Like the Native American tribes of the past facing the explosive growth of an invader’s territory, he is both innocent to and unprepared for the corrosive destruction of liquor and is rendered powerless to the all-powerful hunger of the state. By the time the state abuse is over (Guantánamo Bay it is not, but the underlying concept of detention without charge and indefinite stay are eerily prescient) the ‘man’ he once was is finished. He is nothing more than a shell, a super-rich hobo with nowhere to go as his family are now all dead.  Ultimately the film is a surreal triumph helped by stunning visuals, an original score and Bowie himself who freely admitted:

“It was a pretty natural performance … a good exhibition of somebody literally falling apart in front of you. I was totally insecure with about 10 grams (of coke) a day.
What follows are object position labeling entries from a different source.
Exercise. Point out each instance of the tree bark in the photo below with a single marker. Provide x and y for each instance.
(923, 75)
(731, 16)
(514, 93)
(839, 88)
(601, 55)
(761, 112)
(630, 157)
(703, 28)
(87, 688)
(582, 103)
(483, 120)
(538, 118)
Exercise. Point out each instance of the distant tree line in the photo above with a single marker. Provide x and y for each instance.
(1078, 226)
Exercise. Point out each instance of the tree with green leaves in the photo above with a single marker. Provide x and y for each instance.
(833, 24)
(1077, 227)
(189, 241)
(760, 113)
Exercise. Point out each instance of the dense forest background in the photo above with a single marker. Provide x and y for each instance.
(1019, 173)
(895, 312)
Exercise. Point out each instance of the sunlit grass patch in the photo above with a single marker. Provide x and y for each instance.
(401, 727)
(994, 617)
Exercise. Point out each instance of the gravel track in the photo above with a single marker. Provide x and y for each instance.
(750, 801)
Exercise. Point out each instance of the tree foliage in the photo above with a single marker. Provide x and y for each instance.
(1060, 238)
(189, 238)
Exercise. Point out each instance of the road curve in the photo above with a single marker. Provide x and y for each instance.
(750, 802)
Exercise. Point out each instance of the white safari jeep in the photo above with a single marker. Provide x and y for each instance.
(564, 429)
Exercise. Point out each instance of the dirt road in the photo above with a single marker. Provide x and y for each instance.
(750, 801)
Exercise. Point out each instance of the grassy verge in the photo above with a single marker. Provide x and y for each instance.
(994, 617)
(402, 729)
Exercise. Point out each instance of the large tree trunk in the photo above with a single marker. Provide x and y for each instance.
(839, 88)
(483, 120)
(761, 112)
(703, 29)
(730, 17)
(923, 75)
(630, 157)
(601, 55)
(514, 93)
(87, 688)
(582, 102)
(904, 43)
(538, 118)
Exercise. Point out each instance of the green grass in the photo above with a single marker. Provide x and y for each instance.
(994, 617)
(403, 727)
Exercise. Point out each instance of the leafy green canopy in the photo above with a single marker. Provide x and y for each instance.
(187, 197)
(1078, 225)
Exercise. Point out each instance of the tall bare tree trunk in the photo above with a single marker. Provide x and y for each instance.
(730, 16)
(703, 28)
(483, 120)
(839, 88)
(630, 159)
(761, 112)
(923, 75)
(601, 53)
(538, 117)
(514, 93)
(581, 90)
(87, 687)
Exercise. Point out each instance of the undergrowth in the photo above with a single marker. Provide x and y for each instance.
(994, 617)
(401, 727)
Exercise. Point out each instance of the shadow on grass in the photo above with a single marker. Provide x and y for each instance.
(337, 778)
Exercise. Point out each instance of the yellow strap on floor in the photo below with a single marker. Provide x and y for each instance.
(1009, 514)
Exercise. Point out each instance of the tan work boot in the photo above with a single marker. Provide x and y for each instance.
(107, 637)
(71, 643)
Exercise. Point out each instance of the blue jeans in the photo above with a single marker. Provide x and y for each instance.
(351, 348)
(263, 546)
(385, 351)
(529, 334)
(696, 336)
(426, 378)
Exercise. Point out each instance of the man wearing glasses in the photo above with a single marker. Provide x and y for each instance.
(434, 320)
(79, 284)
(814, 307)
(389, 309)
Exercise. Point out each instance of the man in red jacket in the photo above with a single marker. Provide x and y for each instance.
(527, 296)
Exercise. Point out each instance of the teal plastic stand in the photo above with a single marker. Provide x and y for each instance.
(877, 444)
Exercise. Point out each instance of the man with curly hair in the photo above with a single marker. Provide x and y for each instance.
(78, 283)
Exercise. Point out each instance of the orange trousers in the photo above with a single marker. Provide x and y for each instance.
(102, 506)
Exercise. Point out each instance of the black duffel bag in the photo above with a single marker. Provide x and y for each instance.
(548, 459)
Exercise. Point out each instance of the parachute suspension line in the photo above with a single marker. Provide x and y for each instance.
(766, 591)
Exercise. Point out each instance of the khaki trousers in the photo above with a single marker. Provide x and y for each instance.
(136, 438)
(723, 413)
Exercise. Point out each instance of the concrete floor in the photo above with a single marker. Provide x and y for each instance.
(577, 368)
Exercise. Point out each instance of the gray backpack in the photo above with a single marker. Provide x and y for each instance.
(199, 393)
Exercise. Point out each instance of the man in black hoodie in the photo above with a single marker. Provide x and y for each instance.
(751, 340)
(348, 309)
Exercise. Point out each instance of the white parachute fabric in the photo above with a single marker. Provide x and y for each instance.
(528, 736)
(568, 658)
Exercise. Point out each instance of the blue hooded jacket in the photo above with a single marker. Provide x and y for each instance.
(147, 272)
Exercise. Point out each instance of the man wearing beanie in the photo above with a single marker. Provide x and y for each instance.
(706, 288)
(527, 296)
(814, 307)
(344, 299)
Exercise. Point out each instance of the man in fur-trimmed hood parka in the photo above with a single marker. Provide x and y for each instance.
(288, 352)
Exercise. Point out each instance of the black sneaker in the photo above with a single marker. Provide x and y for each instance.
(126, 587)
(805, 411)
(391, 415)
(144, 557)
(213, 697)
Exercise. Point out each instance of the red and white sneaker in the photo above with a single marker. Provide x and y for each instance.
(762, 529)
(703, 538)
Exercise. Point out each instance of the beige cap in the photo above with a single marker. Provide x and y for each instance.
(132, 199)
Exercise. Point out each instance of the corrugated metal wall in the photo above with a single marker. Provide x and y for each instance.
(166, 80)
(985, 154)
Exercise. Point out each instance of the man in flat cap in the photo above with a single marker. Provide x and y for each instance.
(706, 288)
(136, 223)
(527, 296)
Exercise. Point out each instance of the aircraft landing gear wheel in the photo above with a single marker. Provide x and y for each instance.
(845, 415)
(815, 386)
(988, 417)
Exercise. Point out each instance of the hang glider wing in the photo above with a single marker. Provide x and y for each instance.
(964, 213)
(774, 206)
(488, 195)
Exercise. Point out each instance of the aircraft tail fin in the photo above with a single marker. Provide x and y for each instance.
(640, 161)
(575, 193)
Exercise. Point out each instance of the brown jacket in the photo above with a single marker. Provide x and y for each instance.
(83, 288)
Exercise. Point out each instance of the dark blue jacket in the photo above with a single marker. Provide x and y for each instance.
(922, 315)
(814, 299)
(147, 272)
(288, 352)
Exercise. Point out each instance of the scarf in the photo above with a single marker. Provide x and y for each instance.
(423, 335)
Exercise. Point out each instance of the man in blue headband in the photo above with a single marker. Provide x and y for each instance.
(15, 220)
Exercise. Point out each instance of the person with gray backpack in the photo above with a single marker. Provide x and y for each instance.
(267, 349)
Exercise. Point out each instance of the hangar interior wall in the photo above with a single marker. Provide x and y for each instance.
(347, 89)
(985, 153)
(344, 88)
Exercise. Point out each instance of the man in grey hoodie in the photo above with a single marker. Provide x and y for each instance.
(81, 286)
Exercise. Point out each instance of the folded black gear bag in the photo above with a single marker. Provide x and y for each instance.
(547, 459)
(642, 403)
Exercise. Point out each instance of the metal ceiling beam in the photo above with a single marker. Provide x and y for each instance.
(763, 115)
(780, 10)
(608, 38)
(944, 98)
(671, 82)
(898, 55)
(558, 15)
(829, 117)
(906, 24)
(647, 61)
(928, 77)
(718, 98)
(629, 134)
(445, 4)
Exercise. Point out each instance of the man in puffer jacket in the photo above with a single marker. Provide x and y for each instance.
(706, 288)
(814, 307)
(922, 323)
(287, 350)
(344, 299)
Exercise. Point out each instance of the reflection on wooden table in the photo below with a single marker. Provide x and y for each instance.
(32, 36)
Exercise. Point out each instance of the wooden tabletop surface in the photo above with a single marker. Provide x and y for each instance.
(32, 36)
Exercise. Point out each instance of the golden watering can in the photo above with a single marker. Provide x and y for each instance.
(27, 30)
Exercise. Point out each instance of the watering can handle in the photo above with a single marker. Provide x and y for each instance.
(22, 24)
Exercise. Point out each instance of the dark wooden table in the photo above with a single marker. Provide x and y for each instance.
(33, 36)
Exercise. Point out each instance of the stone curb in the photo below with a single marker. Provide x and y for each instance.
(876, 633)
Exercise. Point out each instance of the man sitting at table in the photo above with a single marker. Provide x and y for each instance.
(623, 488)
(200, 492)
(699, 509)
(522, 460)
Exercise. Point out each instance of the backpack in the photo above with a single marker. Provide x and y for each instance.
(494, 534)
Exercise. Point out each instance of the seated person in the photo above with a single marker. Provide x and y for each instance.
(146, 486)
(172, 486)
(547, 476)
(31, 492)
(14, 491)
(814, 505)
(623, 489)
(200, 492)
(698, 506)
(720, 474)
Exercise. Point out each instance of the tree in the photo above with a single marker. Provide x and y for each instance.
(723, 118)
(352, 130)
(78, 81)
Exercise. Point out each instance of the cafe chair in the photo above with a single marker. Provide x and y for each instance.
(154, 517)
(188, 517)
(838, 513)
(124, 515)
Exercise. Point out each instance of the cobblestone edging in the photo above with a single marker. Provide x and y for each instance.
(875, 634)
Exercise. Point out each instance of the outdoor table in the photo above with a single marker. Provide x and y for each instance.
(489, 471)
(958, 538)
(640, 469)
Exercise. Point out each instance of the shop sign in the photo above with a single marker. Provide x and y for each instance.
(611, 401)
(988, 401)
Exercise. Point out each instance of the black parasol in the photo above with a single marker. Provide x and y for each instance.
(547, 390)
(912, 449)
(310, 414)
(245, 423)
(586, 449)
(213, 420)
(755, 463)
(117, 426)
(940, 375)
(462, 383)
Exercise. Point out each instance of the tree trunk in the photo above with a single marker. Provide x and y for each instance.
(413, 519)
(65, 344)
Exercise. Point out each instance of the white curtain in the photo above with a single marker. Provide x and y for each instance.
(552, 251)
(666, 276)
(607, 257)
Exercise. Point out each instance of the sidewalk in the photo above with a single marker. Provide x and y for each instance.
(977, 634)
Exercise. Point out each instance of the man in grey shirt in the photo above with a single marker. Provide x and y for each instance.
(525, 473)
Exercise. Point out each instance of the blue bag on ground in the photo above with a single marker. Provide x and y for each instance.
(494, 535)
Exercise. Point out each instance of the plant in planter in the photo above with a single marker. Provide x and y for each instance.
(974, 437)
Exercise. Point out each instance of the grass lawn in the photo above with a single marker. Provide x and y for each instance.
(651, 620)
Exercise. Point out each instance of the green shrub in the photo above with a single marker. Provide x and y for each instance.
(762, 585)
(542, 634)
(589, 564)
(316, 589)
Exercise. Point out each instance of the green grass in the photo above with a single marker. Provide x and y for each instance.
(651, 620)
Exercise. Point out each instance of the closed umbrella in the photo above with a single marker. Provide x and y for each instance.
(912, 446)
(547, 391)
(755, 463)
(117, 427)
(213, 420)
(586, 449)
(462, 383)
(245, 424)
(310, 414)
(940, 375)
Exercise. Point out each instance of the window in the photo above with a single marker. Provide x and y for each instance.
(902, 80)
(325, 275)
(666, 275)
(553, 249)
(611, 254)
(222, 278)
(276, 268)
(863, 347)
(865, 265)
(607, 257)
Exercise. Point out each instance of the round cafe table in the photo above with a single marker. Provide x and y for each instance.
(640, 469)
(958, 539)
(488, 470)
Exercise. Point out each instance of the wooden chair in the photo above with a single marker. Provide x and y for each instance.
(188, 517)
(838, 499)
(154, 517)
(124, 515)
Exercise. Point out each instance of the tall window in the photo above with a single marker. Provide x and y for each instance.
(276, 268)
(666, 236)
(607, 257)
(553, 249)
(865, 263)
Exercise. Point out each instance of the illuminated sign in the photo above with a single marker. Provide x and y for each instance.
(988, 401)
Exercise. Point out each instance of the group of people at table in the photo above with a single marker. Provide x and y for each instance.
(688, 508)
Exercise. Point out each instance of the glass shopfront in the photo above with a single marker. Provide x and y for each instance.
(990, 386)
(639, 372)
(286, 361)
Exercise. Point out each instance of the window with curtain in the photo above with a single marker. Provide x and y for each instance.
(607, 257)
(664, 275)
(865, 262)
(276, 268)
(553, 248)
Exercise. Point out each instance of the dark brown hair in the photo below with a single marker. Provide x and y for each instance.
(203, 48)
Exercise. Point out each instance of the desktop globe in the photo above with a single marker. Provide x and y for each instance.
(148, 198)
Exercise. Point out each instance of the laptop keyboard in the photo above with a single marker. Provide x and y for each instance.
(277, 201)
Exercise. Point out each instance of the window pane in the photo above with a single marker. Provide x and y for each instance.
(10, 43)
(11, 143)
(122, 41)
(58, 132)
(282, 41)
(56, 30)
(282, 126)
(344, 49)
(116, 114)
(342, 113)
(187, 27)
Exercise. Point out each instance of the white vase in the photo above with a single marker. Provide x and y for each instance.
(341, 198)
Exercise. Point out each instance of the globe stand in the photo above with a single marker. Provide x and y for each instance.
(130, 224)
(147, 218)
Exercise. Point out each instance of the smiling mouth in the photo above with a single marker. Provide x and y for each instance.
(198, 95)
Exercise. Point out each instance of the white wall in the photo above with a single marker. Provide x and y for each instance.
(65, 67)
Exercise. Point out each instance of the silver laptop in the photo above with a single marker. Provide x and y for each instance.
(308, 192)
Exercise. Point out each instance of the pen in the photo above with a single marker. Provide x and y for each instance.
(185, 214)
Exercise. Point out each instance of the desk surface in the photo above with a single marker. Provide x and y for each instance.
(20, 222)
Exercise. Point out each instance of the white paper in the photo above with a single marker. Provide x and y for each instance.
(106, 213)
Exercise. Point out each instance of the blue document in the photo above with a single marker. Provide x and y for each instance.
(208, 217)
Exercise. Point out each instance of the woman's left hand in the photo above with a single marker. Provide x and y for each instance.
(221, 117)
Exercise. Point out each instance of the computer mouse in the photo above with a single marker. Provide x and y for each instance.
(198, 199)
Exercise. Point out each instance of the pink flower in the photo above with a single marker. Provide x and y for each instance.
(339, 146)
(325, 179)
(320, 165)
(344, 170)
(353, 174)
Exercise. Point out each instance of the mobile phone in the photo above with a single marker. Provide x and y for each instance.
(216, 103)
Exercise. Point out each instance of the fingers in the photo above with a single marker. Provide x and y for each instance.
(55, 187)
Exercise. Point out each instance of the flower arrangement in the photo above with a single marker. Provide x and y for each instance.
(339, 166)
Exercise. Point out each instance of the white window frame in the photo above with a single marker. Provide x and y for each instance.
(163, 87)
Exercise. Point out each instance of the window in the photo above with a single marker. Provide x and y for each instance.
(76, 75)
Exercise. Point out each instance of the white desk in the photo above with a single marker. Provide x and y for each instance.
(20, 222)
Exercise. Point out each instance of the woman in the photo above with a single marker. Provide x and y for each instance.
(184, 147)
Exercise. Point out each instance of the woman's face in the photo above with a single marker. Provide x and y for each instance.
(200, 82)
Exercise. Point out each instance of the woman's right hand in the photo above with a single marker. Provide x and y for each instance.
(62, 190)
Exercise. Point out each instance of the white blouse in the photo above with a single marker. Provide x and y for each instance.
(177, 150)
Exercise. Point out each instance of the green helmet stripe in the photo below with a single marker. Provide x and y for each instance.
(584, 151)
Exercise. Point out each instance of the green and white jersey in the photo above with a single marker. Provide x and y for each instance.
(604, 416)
I was stoned out of my mind.”

But like A Clockwork Orange the subversive message of a state gone mad abusing both its powers and some of its people surely has climactic, even bitter resonances with men in orange suits in an Iraqi cooler or the more subtle e-surveillance programmes like PRISM, or GCHQ’s Tempora programme where again the individual appears little more than a witless bystander in their own illegal privacy penetration.

Similar corporate themes are explored in Rollerball where human life takes second place to sport and the massed entertainment of millions in a super-arena of the future where the sportsmen are as likely to maim and kill each other a la days of yore in the Roman Coliseum as compete. It’s a handy gimmick that not only sucks the profits from the willing teats of the more than willing economy but also takes the populace’s minds off overcrowding and large scale corporate corruption.  Sound familiar?